Я спросила у Стефани, не жалеет ли она, что оставила свою юридическую карьеру ради булочек и воздушных пирожных.

— Нет, — сказала она.

Я почувствовала даже некоторую обиду за нее, за ее неоцененную красоту, за ее неинтересного мужа. Однако моя симпатия к ней была значительно глубже.

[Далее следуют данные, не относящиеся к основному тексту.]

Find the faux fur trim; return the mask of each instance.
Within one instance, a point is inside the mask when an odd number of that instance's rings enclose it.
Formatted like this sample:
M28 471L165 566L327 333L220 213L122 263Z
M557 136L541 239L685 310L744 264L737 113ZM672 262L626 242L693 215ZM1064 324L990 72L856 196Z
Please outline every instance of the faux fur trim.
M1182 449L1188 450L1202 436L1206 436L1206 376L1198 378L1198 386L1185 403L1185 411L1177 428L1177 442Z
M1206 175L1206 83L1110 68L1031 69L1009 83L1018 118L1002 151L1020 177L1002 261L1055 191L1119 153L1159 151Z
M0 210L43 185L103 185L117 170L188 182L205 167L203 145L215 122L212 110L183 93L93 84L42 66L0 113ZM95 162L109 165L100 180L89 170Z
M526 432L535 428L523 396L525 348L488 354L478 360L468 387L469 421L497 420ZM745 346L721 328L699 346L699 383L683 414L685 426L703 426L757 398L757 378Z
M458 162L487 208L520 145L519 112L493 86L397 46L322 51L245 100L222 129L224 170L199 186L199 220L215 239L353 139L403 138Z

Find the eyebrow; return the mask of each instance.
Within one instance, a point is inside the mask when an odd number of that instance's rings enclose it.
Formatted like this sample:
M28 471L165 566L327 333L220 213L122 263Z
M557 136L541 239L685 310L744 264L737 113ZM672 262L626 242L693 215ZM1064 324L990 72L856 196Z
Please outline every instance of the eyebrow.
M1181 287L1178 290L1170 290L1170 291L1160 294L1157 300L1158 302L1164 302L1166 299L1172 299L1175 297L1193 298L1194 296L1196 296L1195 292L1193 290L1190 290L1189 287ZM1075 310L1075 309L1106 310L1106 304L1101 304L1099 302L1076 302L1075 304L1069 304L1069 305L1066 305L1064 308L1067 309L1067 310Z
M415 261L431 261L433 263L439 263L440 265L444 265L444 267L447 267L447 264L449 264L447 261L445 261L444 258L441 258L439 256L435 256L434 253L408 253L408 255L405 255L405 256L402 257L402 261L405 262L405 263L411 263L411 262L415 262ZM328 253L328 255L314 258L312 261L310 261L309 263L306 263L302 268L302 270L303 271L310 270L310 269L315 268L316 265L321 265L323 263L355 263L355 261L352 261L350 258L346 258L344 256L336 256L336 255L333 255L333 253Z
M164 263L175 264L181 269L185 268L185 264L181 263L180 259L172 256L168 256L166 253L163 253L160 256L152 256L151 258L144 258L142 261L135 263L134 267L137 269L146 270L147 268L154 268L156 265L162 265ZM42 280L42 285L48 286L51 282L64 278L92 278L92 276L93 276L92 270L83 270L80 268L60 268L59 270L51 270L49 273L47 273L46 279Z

Я решила взять немного семги с яйцом с тарелки, чтобы отнести мальчикам: наверх, но, к счастью, Алекс, Бен и «Подозрительная» в этом момент вошли в комнату. К моему удивлению, Алекс не только побрился, но и зачесал назад свои длинные волосы, потратив на это, видимо, не меньше кварты геля, что сделало его сходство с Ричи еще более поразительным. Касс, знавшая его лучше других, была ошеломлена. Маделейн, пораженная, смахнула рукой пот со лба:

— Ты — точная копия своего отца.

У Стефани буквально отвисла челюсть.

— О, Боже, — выдохнула она.

— Как поживаете, леди? — спросил всех Алекс.

Он говорил с произношением истинного представителя рок-н-ролла, будто выросшего на задворках Нового Орлеана.

— Прекрасно, Александр, — сказала Стефани, будучи не в силах отвести от него взор.

Тем временем Маделейн оседлала своего конька.

Надеюсь, ты не похож на него в обращении с женщинами? — спросила она.

Маделейн, — прервала ее Касс, — нельзя ли предложить тебе намордник?

Она фыркнула и повернулась ко мне:

— Помнишь «Человечество»? Я написала в прошлом году.

— Помню, — ответил я. — Очень трогательно.

Касс устало вздохнула и подошла поцеловать мальчиков. Бен был искренне рад видеть ее. Ей уже приходилось как-то общаться с «Подозрительной», и она чересчур энергично пожала ей руку. Алекс же не выразил особого восторга от встречи с Касс. Четыре года назад она, не обращая внимания на мнение других учителей, выставила его из своего класса с усиленным изучением английского языка и с правом распределения после окончания, заявив ему, что ее коллеги ошиблись, и он не выдающийся ученик, а обыкновенный тупица.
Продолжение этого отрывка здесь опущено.